StorageMojo gets questions from baffled civilians out in prospect-land. This one seems worthy of a thorough airing.

The writer is a student and a storage newbie, but she has the kind of question that more folks are asking. Here’s her note, edited for clarity:

I am working on an archive. The main idea is to store large files of 90 Gb each. This archive is meant for research purposes (that’s why the files are so big) so we can think of storing millions of these files (20-40 million). I read the article about google’s warehouse and I think that’s the scale of the project.

I’m sending you an image [ed. note: a BlueArc system] with the kind of rack that I found so far (1TB/blade) but I am not completely sure that’s the latest technology I can use for this huge scale project.

By the other hand I have the problem of trying to figure out the electricity required for it (thinking of thousands of racks with blades working in a net with backup servers).

I appreciate your time and help in advance.

Let’s do the math
OK, arithmetic. 20 million 90 GB files is, um-m, 1.8 billion GB or, hm-m, 1.8 million TB, which is 1800 petabytes or 1.8 exabytes.

2 million 1.5 TB drives would just handle this with no redundancy.

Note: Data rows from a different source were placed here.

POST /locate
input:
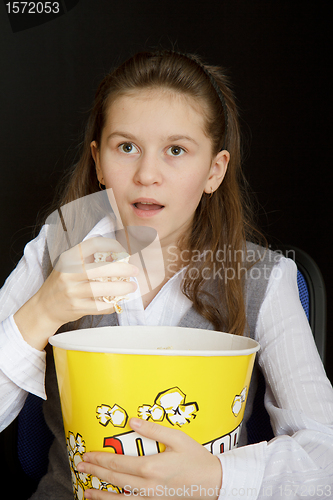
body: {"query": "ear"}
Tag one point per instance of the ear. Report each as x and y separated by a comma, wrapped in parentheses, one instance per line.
(95, 154)
(217, 171)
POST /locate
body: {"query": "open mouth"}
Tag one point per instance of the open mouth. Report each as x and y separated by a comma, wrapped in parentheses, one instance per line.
(147, 206)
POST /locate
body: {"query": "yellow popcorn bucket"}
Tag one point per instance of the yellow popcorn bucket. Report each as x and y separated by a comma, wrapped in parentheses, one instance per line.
(184, 378)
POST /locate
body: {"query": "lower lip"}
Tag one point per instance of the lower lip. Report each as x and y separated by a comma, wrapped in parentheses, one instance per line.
(144, 214)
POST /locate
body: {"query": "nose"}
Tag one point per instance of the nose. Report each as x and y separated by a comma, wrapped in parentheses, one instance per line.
(148, 170)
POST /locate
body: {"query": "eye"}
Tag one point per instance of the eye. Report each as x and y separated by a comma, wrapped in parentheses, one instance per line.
(128, 147)
(176, 150)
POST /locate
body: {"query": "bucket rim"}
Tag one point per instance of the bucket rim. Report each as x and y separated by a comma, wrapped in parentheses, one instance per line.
(69, 341)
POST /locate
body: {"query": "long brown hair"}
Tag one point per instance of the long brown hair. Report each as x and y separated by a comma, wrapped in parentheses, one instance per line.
(223, 221)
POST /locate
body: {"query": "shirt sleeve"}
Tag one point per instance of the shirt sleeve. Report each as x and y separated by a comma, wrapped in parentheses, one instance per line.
(298, 462)
(22, 368)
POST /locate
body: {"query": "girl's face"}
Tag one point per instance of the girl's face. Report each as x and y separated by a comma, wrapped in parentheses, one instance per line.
(155, 156)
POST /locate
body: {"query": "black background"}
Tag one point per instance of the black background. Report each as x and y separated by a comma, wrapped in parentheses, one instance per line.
(277, 52)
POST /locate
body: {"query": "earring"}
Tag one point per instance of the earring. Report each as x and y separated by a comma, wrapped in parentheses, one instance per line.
(211, 193)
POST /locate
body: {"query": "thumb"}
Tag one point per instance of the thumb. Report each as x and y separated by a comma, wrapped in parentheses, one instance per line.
(172, 438)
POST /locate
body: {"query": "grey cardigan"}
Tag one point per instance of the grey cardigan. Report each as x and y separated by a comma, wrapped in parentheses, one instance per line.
(56, 484)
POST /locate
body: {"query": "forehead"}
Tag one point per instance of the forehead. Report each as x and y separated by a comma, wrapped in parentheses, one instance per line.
(159, 104)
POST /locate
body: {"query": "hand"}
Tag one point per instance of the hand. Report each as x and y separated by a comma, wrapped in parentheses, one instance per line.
(68, 293)
(185, 468)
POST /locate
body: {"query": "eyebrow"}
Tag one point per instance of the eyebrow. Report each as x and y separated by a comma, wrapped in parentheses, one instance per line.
(127, 135)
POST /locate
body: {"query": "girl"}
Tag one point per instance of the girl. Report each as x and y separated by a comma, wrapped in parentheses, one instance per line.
(163, 135)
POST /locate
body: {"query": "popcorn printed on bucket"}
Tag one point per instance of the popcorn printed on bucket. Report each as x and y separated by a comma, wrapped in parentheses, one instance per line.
(170, 404)
(116, 257)
(116, 415)
(238, 401)
(76, 448)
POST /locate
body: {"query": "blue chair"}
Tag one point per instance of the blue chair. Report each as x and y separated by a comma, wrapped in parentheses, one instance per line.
(312, 294)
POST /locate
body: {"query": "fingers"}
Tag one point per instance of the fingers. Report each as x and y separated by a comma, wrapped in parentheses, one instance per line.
(172, 438)
(114, 469)
(94, 289)
(99, 244)
(110, 269)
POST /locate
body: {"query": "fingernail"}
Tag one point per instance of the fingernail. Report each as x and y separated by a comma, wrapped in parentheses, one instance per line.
(135, 422)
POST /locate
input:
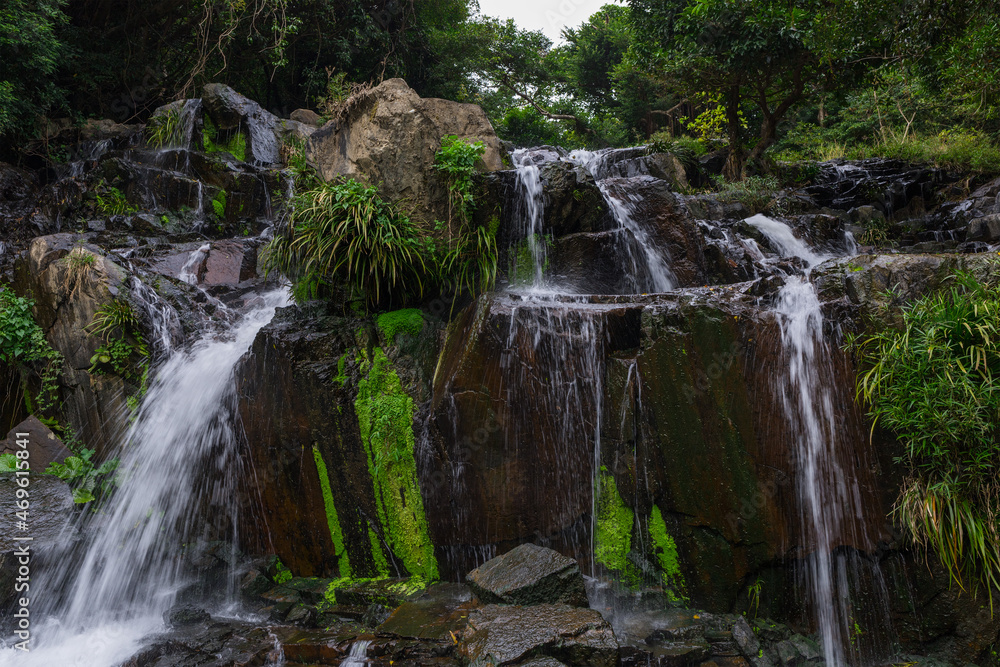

At an average price of $100 per drive – they are higher now of course, but unboxing 2 million drives would take some time – our student is looking at $200 million just for drives.

High density packaging is required to reach 500 3.5″ disks in a rack. The Sun Fire 4540 puts 48 drive, 4U box could support 480 drives in 42U – if OSHA would lighten up and you didn’t mind using a ladder to replace failed drives. Any other ideas?

The 4540 also supplies the server cycles this project needs. Other server/storage enclosures would have a hard time equalling the 4540’s density (note: 10 4540’s in a rack is illegal in the US and not practical anywhere) but HP’s ExDS9100 comes close.

At 750 TB per rack (500 drives), 4,000 racks could handle it. A cheap 4 post/42U rack might cost $200 in volume, so call it $800,000 for racks. I don’t know what the boxes would cost but it would be at least several times the racks.

This could also be a great application for Copan’s enterprise MAID systems if the workload is right. With up to 896 TB per rack they have the density. Price/performance would be the next issue to look at.

Would you like a data center with that?
4,000 racks require about 40,000 square feet of floor space. Racks typically account for about 1/3rd of a data centers floor space – hallways and other equipment occupy the rest – a 120,000 sq. ft. or 11,100 sq meter facility is required.

At $500/sq. ft. the data center would cost an additional $60 million. YMMV.

Oh, and redundancy is extra.

The drive’s operational power consumption is 10 watts. Drives alone eat 20 megawatts. Side note: disk power consumption is the reason that storage vendors find differentiation on power consumption elusive.

Assume 1 250W server for every 100 drives means another 5 MW for servers – a low-side estimate. Leaving aside network infrastructure and lighting, the HVAC load for 25 MW is around 12.5 MW, according to some rules of thumb.

Let’s round up and call it 40 megawatts. You’ll want to locate this facility near the Columbia River to get cheap hydropower – maybe next door to Google in The Dalles, Oregon.

I haven’t deciphered BPA power pricing, but I’d guess 40 MW would run about $2 million a month. Copan, much less.

The StorageMojo take
Well, what do you know? Building an exabyte data center is feasible. All it takes is money – $400 million with all the goodies – and power.

Time to readjust the mental model of storage possibility. Other than the NSA’s acres of disk at Fort Meade though, I’m not aware of any exabyte data centers.

Technically, I’m not aware of the NSA’s facility either.

Google isn’t a good hardware model, since their storage density is only about 120 drives per rack, not 500. Plus they don’t use the highest capacity drives in favor of the lowest $/GB – drives nearing the end of their product life cycle. Google’s GB/sq. ft. is way lower than my interlocutor could afford.

Their software – BigTable and GFS – looks to be a good fit. But even Google doesn’t run 20,000 node clusters. That is Lustre territory.

Who has the best solution to the exabyte problem? Nominations are now open.

I remember hawking 1.8 – one point eight! – gigabytes in a single 42″ rack. For $50,000! A terabyte was almost beyond imagination. Today my home system has 2.5 TB. Whoa.

Comments welcome, of course. Who else could use an exabyte of data? Disclosure: I’ve done work for HP and Sun. None for the NSA, though.